Miners owe it to host countries to invest in downturns – Randgold

9th February 2016 By: Martin Creamer - Creamer Media Editor

Miners owe it to host countries to invest in downturns – Randgold

Randgold CEO Mark Bristow
Photo by: Duane Daws

CAPE TOWN (miningweekly.com) – Mining companies owed it to their host countries and their shareholders to invest in the troughs so that they could reap the benefits in the peaks, Randgold Resources CEO Dr Mark Bristow said on Tuesday.

Speaking during a panel discussion at the 2016 Investing in African Mining Indaba, Bristow said while Africa still has some very exciting unexplored terrain, the gold mining industry had been feeding on itself since the hedging crisis.

“We’ve got to start exploration today,” he said.

Bristow criticised the industry for relying on mergers and acquisitions for growth and surviving on a rising gold price, after having failed to replace mined ounces.

This had left a situation of new discoveries being crucial.

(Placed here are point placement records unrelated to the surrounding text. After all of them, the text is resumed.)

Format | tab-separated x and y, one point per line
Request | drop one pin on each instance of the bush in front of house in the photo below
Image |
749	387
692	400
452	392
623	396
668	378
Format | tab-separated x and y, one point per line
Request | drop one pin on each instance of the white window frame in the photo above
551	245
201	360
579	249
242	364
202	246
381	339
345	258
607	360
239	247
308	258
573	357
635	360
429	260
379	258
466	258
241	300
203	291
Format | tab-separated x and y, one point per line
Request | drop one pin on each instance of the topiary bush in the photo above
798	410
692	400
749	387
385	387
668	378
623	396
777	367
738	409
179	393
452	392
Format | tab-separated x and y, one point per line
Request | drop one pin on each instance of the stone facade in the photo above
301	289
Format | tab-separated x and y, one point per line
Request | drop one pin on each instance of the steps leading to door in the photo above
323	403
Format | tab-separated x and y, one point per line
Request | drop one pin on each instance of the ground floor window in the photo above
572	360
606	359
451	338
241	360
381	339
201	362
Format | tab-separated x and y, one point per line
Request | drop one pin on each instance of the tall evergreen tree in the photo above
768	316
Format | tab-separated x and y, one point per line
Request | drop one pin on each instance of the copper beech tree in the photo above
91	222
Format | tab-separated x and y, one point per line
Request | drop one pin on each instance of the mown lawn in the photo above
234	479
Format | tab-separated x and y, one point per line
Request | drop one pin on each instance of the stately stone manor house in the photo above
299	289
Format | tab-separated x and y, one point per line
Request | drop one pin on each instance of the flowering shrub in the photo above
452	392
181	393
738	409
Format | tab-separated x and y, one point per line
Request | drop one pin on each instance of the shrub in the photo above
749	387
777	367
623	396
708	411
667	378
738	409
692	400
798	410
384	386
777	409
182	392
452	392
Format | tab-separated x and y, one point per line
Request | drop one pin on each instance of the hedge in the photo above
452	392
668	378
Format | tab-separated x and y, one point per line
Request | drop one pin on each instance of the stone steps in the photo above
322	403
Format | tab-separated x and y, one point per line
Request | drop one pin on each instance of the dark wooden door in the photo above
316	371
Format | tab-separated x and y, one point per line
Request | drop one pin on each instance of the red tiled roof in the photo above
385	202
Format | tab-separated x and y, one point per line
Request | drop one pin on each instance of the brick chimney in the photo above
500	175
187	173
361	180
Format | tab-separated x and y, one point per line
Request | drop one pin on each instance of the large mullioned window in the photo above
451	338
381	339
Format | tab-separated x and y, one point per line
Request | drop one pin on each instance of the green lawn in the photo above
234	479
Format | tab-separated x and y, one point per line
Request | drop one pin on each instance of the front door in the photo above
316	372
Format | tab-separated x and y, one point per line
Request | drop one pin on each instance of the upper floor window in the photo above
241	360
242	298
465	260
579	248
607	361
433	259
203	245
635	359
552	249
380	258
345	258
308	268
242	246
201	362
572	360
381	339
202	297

AngloGold Ashanti CEO Srinivasan Venkatakrishnan (Venkat), who took part in the same panel discussion moderated by Metals Focus director Philip Newman, made the point that all things being equal, it was better for companies to build their own mines than to buy them from others.

“The gold industry has an oblique pipeline and as an industry we need to put investments in,” Venkat added.

Bristow argued that a gold bull market could be brought forward if the industry exercised some disciple and those mines that were operating at a loss desisted from continuing to do so.

He criticised mining companies for failing to deliver on their promises to both host governments and shareholders.

Through the super cycle, both governments as custodians of national resources and companies as custodians of their shareholders’ investments, had learnt what not to do.

Governments should be working to free up their inventories of mining rights to be able to hold mining companies more accountable to the use it or lose it principle.

“We owe it to our host countries and our shareholders to do some investing and Africa still has some very exciting unexplored terrains,” said Bristow.